25 Eylül 2011 Pazar

Günlerin Getirdiği

Benim havalar çalmaya başladı.

Akşamlarının o serin esintileri, sabah erken saatlerinde güzergahımı paylaştığım 2-3 tanıdık sima ile fikir birliğine varılan "hırkasız olmuyor artık" cümleleri, espadrillerimin artık bugün itibariyle "beni akşam giyme" uyarıları, giden leylekler, gelen ise sadece birkaç yeni kitap.

Leylek demişken, hüzün veriyor her defasında gidişleri. Sanki burada tad/tuz kalmamış, bizim de işimiz olmaz dercesine, seneye gelip gelmeyeceklerini dahi söylemeden, öylece, kararlı bir gidiş. Kalanlar ne halt ederse etsin, biz önümüze bakalım diyorlar kendilerince.

Asıl buralar sonbaharla renkleniyor, farkında değiller. Kimileri hüzünlü, benim aksi tarafımı oluşturarak. Asla sebebini anlayamadığım derecede olumsuz, çatık kaşlı, omuzlar düşmüş. İçten içe sürekli söylenme halinde.
Faturayı ha kesti kesecek çıkmayan güneşe yada erken gelen buluta.
Delirdiniz mi kuzum? Yerinde mi algılarınız?


14 Eylül 2011 Çarşamba

Yokluğun Tesellisi

Her seferinde aç kalkıyordun masamdan. Doyuramıyordum elimdekini, cebimdekini önüne yatırsam da. Çok pişmişlerin kanlı tarafları seni bulurdu - nedense?
Senaryo bize ait değildi elbette. Oradan buradan çalı çırpı toplarcasına çalmıştın, bendeniz ise sadece izlemiştim. Çalıntı yada alıntı diyelim, ara bedene uymaz demiştim, dediğimle kalmıştım. Aslına bakarsan dışımdan söylediklerimin aslında içimdekiyle denk olduğunu yeni farketmiştim. Tek yanlış ağzımı açmadan söylememdi demek - diyorum şimdilerde.
Kalıpların köşeleri farklı geldi, erkek-dişi birbirine oturamadı. Oturamadıkça yamuldu, yamuldukça sinir bastı. Pembe sinirlerim var, seninkinden çok daha dişi. Uçları da var, sersemlemiş.
Mekanizma oldukça sabit. Yerinden oynatmaya vinç gerek, hali hazırda ağaçta kalan kedileri de aşağı getirecek, sözü var bana.
Senin de vardı, hatırlar mısın? Bilmem kaç kilo mısırın üzerine edilmiş yeminlermiş onlar. Tanelerin içindeki tuzda erimiş de gitmiş. Kimse hatırlamazken benim gözümün önünde olması benim saflığımdan mıdır? Yoksa senin beceriksizliğinden mi?
Beceri aslen insanın varoluşunda gizlidir. O varsa, diğerleri de olur. Yoksa zaten bakıp anlam aramak da bir bakıma yanlış. Her bir doğru kendiliğinden belirince yanlışlar fosforlu kalemle belirginleşiyor görebiliyor musun sen de? Yoksa onu da bir tek ben mi görebiliyorum?

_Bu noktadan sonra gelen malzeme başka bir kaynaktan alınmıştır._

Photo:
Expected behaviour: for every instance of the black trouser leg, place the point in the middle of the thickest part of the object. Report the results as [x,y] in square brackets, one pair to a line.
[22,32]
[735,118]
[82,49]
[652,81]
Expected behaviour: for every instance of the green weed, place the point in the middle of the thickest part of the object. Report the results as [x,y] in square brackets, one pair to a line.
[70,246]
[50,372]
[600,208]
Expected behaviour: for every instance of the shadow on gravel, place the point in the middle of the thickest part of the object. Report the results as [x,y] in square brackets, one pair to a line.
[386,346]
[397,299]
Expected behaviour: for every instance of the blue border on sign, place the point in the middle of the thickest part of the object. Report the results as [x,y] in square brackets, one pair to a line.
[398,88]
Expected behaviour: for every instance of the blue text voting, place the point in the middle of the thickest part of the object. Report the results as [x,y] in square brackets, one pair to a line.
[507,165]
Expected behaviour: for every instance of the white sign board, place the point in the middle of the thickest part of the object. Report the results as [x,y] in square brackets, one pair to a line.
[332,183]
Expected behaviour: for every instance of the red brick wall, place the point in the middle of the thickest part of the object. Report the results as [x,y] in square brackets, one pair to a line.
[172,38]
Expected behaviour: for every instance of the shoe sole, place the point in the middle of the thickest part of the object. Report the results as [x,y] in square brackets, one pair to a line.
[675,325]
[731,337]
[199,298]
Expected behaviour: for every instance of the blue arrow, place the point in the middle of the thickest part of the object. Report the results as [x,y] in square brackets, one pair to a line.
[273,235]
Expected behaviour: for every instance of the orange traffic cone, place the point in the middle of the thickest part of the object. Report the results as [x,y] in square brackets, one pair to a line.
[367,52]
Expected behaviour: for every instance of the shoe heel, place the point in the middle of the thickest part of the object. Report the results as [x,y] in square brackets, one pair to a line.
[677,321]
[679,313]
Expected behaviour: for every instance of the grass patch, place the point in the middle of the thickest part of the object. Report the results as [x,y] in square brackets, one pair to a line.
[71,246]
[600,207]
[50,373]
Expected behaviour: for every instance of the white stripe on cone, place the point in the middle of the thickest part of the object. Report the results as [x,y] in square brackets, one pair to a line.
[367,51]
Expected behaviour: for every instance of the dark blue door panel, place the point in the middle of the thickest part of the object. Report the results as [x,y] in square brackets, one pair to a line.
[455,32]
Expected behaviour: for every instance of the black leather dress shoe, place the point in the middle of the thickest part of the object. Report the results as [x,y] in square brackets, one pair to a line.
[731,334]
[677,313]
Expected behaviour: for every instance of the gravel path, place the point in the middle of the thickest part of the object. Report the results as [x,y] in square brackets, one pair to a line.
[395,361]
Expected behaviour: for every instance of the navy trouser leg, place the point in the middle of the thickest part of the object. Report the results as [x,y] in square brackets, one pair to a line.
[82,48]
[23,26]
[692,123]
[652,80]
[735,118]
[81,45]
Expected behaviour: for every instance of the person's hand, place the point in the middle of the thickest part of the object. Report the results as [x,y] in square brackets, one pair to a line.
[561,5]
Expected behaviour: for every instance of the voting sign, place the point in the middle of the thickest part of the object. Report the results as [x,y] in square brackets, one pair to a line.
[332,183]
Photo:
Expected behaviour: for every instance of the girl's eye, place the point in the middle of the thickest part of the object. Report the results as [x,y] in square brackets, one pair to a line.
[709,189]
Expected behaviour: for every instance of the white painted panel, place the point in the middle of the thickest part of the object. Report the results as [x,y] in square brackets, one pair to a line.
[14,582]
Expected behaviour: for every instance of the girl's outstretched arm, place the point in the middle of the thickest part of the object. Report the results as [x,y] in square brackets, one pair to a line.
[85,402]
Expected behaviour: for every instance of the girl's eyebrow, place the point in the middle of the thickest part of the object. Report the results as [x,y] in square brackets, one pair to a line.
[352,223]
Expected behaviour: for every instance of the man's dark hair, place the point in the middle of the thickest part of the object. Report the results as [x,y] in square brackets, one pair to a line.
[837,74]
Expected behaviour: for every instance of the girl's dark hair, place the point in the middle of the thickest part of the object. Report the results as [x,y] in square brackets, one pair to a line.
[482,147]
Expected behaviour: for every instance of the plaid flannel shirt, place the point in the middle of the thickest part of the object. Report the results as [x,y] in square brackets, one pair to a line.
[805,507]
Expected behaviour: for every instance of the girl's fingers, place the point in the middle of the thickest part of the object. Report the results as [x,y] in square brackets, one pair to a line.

Çıksan bana desen ki, sen aslında kendinle seviştin diye, şaşırmam diye düşünüyorum. Bakıyorum aynaya, aynadaki de bana. İkimiz de şaşırmıyoruz. Olasılıkları seviyoruz. Kimse rahatsız değil aynadaki de ben de. Biz seviyoruz üstelik.
"Nefretle karışık sevgi, veyahut heyecan"



b'1409

6 Eylül 2011 Salı

Çürük Kalem

Neden bugün bilmiyorum ama aslında 6 eylül 2011'de ben anladım ki:
Nedensiz gururun, sahibi dahil kimseye yararı olmadığı gibi zararı sandığımdan daha büyükmüş.
Bir o kadar yansıttığın şeffaflık karşı tarafa tahmin edemeyeceğin kadar farklı boyutlarda ulaşabilirmiş. Olurmuş, olmuşluğu varmış.
Yangında ilk kurtarılacaklar listesi zamanla değişebilirmiş, asla değişmez denen herşeyin yerle bir olabileceği gibi.
Bu dünyada kendin gibi olmanın da, açık ve net konuşabilmenin de zerre kadar değeri olmadığı gibi, gün gelip seni kelimelerin için dahi saçma sapan etiketlerle süsleyebilirlermiş. Ne acı, ne yazık, ne kifayetsiz.

Bana kaybettiğim hümanistliğimi geri kazanmam için tek bir neden söyleyebilir misiniz?